# corrupted text output from emacs on FreeBSD-9



## xibo (Oct 13, 2011)

Hello

I'm using emacs (editors/emacs-nox11, no .emacs) on FreeBSD-9 (stable, tried both clang and gcc, no CFLAGS or CPUTYPE, GENERIC kernel) in terminal mode (syscons, csh, sh and zsh). Everything works as expected (including backspace/delete keys), other then the text output to the screen. Upon loading or forced re-rendering (e.g. re-position with Ctrl+L) all text is properly displayed and highlighted. However, when moving the cursor forward (whether with the cursor key or Ctrl+F) sometimes characters next to the cursor disappear.
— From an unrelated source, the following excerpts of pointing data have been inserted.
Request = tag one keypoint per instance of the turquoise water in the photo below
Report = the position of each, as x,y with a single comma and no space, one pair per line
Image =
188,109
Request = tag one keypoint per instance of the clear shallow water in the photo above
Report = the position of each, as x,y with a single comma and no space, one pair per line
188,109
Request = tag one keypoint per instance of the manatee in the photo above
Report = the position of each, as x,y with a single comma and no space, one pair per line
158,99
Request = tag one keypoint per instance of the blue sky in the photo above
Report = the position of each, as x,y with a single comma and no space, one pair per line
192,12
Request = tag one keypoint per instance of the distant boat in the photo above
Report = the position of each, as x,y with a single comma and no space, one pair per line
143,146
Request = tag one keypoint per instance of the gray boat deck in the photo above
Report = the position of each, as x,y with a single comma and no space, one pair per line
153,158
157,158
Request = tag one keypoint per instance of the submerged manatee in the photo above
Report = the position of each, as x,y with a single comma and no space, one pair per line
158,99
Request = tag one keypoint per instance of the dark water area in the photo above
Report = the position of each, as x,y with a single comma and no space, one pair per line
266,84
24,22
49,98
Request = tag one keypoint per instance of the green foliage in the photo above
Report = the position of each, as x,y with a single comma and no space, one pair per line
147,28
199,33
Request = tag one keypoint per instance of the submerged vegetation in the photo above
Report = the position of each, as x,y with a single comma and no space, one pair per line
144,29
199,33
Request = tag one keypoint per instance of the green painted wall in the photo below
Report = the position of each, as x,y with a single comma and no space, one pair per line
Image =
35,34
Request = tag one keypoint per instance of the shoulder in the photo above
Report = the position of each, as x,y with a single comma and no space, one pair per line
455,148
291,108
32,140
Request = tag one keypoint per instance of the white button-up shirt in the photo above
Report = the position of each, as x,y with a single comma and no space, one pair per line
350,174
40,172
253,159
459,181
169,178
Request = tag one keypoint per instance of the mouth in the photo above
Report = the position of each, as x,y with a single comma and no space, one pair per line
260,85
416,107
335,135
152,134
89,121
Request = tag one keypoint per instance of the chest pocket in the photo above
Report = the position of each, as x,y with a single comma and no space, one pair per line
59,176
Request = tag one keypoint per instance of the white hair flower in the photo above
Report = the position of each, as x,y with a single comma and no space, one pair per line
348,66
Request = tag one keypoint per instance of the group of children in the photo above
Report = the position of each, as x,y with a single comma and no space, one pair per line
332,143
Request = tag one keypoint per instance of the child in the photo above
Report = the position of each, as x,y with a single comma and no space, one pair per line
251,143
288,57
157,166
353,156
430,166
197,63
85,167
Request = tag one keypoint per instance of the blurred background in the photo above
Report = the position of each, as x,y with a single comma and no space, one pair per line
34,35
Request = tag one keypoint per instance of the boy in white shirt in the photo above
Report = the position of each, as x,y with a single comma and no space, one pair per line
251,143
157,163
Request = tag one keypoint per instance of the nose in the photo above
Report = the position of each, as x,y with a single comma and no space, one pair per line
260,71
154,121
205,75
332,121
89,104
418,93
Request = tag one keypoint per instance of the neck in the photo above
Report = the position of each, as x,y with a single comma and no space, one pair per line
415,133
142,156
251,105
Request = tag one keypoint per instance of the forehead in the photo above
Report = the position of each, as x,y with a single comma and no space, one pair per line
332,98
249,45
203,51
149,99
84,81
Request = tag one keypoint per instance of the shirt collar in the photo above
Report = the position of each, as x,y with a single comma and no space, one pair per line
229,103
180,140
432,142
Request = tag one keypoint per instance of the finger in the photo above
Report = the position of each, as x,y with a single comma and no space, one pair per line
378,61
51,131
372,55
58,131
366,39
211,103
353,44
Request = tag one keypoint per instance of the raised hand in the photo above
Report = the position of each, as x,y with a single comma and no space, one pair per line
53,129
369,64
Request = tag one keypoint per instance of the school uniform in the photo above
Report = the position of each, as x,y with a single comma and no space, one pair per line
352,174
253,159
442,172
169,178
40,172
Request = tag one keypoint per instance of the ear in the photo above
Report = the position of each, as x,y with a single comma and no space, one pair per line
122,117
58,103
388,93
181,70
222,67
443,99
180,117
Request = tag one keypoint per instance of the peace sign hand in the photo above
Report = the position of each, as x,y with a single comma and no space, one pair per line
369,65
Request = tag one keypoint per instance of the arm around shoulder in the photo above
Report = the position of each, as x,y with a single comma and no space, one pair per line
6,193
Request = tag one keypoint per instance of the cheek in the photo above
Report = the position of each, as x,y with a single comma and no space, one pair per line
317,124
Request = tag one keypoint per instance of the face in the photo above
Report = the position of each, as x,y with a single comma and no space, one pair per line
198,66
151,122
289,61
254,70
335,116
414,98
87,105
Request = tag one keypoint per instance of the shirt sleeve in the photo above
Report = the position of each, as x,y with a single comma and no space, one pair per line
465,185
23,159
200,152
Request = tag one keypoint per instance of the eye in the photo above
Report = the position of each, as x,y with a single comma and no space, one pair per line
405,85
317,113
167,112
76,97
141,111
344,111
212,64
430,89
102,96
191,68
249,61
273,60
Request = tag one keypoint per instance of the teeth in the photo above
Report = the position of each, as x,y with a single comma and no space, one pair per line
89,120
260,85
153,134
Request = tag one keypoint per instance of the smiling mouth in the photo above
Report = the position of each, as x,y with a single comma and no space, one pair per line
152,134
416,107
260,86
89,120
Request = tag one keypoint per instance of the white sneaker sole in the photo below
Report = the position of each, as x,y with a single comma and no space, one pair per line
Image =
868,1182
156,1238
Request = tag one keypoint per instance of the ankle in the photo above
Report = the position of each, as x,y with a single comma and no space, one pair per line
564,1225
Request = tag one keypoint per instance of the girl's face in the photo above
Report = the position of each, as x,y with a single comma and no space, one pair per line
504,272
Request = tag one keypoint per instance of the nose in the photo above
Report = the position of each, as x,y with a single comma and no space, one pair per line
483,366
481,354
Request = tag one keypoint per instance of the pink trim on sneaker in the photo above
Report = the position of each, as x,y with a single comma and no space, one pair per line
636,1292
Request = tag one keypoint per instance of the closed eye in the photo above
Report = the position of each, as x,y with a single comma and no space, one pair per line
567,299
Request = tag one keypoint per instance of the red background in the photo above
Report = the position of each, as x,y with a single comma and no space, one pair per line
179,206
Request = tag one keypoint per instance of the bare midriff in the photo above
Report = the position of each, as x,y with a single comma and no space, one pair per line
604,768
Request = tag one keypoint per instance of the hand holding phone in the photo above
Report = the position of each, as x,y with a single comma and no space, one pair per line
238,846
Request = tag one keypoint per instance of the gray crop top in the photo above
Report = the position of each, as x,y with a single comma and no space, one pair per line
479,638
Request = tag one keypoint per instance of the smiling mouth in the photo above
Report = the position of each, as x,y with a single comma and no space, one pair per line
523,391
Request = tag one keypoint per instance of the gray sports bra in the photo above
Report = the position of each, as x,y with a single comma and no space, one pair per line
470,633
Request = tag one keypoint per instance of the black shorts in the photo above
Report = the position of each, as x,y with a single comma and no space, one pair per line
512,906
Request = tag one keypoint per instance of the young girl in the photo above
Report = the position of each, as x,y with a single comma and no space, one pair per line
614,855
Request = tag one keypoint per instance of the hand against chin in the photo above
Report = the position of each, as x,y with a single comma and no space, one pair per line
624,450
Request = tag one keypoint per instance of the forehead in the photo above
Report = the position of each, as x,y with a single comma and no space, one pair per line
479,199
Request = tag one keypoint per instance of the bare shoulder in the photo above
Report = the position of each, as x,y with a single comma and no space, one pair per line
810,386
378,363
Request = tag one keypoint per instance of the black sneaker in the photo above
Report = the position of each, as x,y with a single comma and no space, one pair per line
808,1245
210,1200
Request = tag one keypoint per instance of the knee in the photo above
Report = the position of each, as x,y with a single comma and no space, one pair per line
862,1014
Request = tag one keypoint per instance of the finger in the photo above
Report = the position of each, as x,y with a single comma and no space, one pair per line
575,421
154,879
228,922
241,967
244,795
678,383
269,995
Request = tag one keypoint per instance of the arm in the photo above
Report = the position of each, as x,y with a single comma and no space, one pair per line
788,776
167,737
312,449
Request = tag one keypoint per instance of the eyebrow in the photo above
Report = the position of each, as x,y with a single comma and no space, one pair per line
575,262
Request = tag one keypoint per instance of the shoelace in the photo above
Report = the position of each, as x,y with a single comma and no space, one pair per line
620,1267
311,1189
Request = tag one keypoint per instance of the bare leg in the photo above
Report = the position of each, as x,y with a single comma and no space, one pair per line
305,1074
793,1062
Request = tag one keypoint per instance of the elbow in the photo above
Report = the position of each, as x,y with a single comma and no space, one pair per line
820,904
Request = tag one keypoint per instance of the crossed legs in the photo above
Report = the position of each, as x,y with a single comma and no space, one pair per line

This does not happen when moving the cursor backwards, but it has been happening on HEAD since I first tried it in February.
Also, it works when rendering via telnet to my other box.

Has Anyone had similar issues or eventually found a solution?


----------



## oops (Oct 13, 2011)

ed@ recently fixed a few bugs in libteken (r226099, r226183) related to using emacs/jove. Those fixes should be in /stable/9 as of 2011-10-12. If you think there are more can you report them on freebsd-current@ ?


----------



## jb_fvwm2 (Oct 13, 2011)

I found on a recent RELENG_9 that editors/joe was practically the only editor of three I tried that allowed "usual" editing... that is, what one types then is accurately displayed on the screen without untoward blocking of letters by cursor, misplacement of lines upon lines above and below, etc... not to disparage the errors so much as to recommend the fix.


----------



## xibo (Oct 14, 2011)

oops said:
			
		

> ed@ recently fixed a few bugs in libteken (r226099, r226183) related to using emacs/jove. Those fixes should be in /stable/9 as of 2011-10-12. If you think there are more can you report them on freebsd-current@ ?


Indeed, it seems to have been fixed by those revisions. I had the on 2011-10-10 version, but now it's working.

Thanks


----------